I'm good at presenting my idea and in Machine learning. Challenges and to learn something new everyday drives me. My final year project on analysising EEG data and applying ML algorithm on it to make relationship between stress levels and music genre that can soothe was one of my co Plex projects. The project was an end to end project where even the data collection was done by us, we had to build a standardized data collection pipeline and then perform our data collection experiment on 10 subjects both male and female. Data collection was still okay, most complex part was the data cleaning process since EEG is such a sensitive signal. In fact being an engineer I had no idea about EEG signals, so initial months went in just learning about EEG signals. Definitely this project made me learn so many things like it is worth it spending long hours on data pre processing and dimensionality reduction task before jumping into applying any machine learning model that can produce good results. Also because it was a team project, the whole team had to decide on the standard data cleaning up process and distribute the task such that each step is in line with the other. This project also taught me the value of working in a team and how to deal with conflicting ideas.

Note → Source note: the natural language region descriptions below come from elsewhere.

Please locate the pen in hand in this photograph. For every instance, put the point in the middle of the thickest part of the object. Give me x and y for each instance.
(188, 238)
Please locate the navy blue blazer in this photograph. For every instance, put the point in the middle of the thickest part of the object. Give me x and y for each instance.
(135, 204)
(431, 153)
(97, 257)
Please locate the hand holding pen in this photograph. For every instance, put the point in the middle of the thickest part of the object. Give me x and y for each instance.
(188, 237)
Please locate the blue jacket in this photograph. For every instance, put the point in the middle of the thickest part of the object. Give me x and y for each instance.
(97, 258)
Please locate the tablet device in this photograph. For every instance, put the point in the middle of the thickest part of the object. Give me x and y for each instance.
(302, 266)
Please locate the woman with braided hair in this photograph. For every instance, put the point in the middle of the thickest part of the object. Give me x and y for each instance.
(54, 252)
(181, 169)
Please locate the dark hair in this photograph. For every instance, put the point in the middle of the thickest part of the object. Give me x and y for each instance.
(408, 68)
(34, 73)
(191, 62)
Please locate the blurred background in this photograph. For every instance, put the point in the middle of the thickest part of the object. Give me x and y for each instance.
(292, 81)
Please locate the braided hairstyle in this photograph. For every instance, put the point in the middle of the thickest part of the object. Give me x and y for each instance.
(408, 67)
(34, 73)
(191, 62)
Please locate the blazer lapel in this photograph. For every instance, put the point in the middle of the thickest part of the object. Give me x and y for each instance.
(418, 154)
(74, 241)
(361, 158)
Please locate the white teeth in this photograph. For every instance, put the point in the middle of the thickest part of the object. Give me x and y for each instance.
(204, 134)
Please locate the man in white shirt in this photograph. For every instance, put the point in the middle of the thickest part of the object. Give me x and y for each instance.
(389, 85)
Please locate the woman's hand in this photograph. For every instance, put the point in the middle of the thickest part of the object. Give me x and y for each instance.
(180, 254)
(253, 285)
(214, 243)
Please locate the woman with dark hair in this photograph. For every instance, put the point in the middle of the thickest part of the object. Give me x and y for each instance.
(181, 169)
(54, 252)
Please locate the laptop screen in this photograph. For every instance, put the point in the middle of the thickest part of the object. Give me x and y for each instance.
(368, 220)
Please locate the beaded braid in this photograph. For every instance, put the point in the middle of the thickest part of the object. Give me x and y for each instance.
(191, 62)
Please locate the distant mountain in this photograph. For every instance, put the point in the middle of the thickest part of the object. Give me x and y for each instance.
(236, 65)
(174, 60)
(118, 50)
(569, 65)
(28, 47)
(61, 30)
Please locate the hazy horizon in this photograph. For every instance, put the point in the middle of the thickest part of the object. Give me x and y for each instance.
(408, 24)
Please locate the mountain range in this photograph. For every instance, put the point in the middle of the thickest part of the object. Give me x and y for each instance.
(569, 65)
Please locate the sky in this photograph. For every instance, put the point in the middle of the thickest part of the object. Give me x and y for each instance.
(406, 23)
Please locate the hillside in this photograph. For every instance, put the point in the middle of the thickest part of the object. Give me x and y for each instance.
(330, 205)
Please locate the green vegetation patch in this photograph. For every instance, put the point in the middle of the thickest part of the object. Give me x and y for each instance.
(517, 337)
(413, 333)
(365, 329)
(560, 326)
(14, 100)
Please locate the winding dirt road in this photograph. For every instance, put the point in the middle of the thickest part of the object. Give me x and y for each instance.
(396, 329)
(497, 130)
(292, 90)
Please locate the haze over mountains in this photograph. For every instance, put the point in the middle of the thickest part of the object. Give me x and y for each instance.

I'm a staunch supporter of women in technology and I myself am a part of Women in data science Mumbai team and have been running the chapter for 2 years now. On the other hand I love participating in hackathons, and it's been quite a few months that I haven't participated in one, since I got busy with my job. With this hackathon I hope to resume my Hackathon spree.
I got selected as a technology graduate in the credit risk IT department in UBS Business Solutions centre. My work involves dealing with firms dealing credit Risk data and perform the task similar to data ETL process that meets the business requirements in compliance with BCBS 239 regulations. Technology stack I use everyday is java, PL/SQL, Unix, git.